La respuesta es subjetiva. Lo cierto es que en la Universidad Surcolombiana existe la sensación de que se acabó el debate. “Las nuevas generaciones de estudiantes poco o nada les interesan las discusiones acaloradas que en otros tiempos aportaron a la construcción de la USCO y la sociedad”, y es muy común la expresión mamerto (a) al calificar posturas que cuestionan procesos y actuaciones en la institución. Son dos percepciones de las diversas que por naturaleza se hayan en una universidad.

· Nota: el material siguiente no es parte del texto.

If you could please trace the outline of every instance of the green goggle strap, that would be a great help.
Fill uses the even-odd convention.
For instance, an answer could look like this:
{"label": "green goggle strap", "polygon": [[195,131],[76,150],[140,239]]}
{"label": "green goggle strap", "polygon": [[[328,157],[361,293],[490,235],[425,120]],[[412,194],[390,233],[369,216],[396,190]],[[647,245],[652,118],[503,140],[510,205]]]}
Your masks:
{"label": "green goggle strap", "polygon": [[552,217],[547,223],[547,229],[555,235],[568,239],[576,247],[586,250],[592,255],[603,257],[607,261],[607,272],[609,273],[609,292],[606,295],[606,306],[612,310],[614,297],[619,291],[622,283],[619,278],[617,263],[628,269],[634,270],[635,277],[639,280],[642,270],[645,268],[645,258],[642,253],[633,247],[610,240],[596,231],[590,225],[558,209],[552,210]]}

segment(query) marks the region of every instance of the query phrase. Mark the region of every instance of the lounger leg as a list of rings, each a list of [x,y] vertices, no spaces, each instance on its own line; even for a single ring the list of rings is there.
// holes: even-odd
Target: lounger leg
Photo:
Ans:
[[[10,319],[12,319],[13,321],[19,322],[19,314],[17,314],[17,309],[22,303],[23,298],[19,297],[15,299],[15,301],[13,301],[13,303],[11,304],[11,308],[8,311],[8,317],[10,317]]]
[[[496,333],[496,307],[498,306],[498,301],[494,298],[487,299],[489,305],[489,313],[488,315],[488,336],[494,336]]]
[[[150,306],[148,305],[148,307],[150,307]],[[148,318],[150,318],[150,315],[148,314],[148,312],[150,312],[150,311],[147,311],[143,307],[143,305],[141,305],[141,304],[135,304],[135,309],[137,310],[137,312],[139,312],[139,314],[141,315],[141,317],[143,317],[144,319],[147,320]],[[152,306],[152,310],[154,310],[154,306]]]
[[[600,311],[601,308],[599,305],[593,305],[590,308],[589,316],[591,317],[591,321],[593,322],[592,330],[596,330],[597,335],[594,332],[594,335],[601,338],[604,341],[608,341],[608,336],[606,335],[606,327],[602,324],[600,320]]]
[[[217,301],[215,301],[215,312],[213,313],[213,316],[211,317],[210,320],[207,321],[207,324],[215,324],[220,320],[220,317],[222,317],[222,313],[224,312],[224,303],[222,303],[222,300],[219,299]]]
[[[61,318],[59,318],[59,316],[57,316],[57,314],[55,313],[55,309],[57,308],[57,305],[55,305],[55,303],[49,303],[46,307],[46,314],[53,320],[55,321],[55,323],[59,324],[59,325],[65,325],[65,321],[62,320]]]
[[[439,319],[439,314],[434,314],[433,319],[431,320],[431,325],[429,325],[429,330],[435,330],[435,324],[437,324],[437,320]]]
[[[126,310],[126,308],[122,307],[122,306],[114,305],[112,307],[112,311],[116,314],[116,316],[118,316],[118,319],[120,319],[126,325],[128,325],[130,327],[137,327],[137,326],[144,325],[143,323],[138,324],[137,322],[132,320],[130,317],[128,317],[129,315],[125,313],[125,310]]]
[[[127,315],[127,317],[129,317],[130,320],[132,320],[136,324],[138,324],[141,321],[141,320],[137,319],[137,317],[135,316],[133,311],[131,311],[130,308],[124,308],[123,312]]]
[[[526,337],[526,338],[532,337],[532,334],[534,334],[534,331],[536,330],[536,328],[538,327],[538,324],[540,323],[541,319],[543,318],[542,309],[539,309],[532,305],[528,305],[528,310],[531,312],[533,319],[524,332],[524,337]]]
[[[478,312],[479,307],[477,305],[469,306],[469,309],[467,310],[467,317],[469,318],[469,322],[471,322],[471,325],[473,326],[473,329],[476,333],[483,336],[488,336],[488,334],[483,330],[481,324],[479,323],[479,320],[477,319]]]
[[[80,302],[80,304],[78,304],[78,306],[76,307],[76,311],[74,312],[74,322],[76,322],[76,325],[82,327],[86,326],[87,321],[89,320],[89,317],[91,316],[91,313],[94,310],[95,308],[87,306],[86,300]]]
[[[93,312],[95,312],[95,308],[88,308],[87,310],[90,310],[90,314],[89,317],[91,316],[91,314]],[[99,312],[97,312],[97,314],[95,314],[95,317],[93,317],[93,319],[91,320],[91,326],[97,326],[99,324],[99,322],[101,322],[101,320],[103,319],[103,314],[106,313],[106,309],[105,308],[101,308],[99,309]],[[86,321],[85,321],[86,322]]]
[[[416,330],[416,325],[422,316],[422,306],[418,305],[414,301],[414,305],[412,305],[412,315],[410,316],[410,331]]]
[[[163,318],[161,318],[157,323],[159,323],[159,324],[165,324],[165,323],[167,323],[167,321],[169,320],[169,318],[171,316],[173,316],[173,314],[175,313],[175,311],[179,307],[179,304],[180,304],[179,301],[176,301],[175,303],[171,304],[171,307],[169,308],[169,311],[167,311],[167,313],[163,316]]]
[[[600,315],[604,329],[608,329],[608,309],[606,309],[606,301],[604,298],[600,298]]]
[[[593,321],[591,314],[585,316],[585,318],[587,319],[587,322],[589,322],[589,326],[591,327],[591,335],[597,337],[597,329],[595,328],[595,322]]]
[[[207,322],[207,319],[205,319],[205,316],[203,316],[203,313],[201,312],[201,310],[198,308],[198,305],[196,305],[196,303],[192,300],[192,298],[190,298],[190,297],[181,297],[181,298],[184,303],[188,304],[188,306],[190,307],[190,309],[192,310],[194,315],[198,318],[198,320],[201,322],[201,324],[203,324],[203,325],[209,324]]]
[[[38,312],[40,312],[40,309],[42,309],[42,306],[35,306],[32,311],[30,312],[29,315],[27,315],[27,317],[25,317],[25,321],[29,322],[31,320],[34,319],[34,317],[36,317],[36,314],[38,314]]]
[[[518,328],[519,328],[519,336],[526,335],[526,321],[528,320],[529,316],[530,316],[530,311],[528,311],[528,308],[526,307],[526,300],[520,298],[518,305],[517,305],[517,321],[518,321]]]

Los cuestionamientos de los estudiantes que por curiosidad, interés, etc. colmaron el escenario la tarde del 20 de marzo, giraron en torno a la incapacidad de los hombres con el rostro cubierto para propiciar un debate argumentado, en su lugar ellos sostuvieron que su papel era el de interlocutores, aunque podemos decir que no existe una relatoría de lo expresado por algunos estudiantes, por eso todo quedó como si no se hubiera dicho nada.
El Consejo Superior Estudiantil no accedió a “prestar” el sonido, porque, según señaló en un tono alterado Diego Pava miembro de la junta, en ocasión anterior fue amenazado por los miembros del M-19. ¿Por qué en algunos sectores de la USCO no simpatiza el M-19?

¿Qué opinan los estudiantes?
Acudiendo a la imaginación y hasta al photoshop (propio de los tiempos actuales) se podría poner en el mismo escenario otras banderas e ideales de lucha clandestina, ¿las reacciones serían las mismas? ¿Debe primar la democracia en la Universidad sin tropel y sin capucha? como lo ha planteado Francisco Cortés Rodas Director del Instituto de Filosofía en la Universidad de Antioquia cuando las FARC dijeron que “El tropel es una cruzada desde la inteligencia contra la barbarie”, “¡El Tropel es la Dignidad de la Universidad!”. (Ver: La democracia en la Universidad sin tropel y sin capucha).
Trascendiendo de los actores clandestinos y su forma de actuación, queda en evidencia con lo ocurrido en la Universidad Surcolombiana, lo oportuno de propiciar estos espacios de debate, pero ¿acaso debe tener un responsable que coordine? ¿Cuáles deberían ser las estrategias?
Las respuestas las buscamos con los mismos estudiantes, pero como aspecto curioso a resaltar, todos solicitaron a este medio la reserva de su nombre, por ende el anonimato. En Colombia la percepción de que para lanzar acusaciones o expresar posturas divergente es necesario cubrir la identidad tiene que ver con el temor a sufrir retaliaciones, ¿Y las garantías de la democracia? Es el mismo argumento que algunos tienen para hacer uso de la capucha en las universidades, la misma capucha que es usada desde la delincuencia común hasta el paramilitarismo, pasando por el Estado (entiéndase miembros del ESMAD, la policía y el Ejército con la cara cubierta). ¿De allí el temor y rechazo creciente a su uso en una vieja práctica universitaria?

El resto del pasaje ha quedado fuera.